WordPress Docs 29th Apr 10

With a couple of days between projects, I had a chance to work on my latest 20% project.

RailsAPI‘s sdoc format is very nice in that it allows searching over all methods and classes, and is generally an intuitive way of doing things.

WordPress is full of PHPDoc comments, the Codex is invaluable, and of course being able to read the source is absolutely necessary much of the time. All in all, WordPress is quite well documented, though there’s really no coherent place that brings that all together. So I am very happy to have this new tool available before my next WordPress jaunt: WordPress Docs.

Testing WordPress with Cucumber 19th Nov 09

I should probably introduce myself first: I’m Tom, Dextrous Web employee #1.

We do quite a bit of work with WordPress, and one of the problems we’ve found is that it doesn’t lend itself to the kind of automated testing that we do with the rest of our projects. The code for themes easily gets pretty cluttered, and it’s hard to know what the consequences of installing a WordPress upgrade or new plugin might be.

One of the tools that we use for our Ruby on Rails projects is Cucumber, a Behaviour Driven Development tool that makes front-end testing of Rails applications really easy. There’s an example below, but in brief: it lets you write human-readable tests and then run them on your application to make sure it’s working properly.
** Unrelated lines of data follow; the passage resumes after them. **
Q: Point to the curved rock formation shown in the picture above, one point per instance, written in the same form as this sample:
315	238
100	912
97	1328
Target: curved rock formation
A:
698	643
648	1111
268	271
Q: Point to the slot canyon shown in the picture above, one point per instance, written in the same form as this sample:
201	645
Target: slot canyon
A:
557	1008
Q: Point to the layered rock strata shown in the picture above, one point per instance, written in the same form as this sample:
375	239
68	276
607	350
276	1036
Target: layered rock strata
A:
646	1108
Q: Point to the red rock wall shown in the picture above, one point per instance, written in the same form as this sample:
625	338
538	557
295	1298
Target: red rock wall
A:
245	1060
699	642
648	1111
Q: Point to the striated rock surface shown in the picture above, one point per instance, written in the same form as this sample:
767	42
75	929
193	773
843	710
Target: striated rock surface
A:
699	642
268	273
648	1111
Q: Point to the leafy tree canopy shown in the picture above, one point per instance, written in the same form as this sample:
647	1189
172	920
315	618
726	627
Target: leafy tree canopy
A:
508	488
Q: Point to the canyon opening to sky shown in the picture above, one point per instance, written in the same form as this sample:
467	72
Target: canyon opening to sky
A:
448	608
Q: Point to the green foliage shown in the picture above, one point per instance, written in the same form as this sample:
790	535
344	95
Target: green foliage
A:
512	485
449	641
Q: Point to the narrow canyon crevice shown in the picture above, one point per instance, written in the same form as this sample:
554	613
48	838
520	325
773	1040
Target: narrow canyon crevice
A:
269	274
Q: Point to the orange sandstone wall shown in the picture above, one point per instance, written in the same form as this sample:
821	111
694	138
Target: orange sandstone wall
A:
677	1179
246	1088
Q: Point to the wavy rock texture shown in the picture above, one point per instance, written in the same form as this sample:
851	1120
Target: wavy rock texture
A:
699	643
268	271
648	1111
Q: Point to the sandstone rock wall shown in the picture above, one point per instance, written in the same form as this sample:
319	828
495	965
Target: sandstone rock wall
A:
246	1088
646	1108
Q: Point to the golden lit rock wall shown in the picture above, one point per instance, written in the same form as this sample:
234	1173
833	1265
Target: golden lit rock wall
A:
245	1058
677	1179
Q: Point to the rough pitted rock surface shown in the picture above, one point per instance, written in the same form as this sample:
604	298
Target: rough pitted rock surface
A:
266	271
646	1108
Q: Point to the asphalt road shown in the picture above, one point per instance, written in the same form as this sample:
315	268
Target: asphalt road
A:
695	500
Because Cucumber tests the front-ends of web applications, it’s not tied to any one technology — so we thought, why not use it to test WordPress?

So I spent some time writing a little bit of configuration magicks and step definitions, and here it is: cucumber-wordpress.

To get started you’ll want to install the gem:

gem install cucumber-wordpress --source http://gemcutter.org

Then copy the example features directory from the gem into the root of a WordPress installation:

cp -R /usr/lib/ruby/gems/1.8/gems/cucumber-wordpress-1.0/examples/features .

Configure your test database, and where the site is being served from:

vim features/support/config.yml

And test:

cucumber

Here’s a sample:

Background:
    Given WordPress is installed
 
  Scenario: Submitting a post
    Given I am logged in as "admin"
    And I am on admin dashboard
    When I follow "Add New" within "#menu-posts"
    And I fill in "title" with "I <3 cucumber"
    ...

I’ve been testing a plugin with this for a week now, and it’s been very smooth.

Here at The Dextrous Web we’re committed to backporting the Rails culture to WordPress.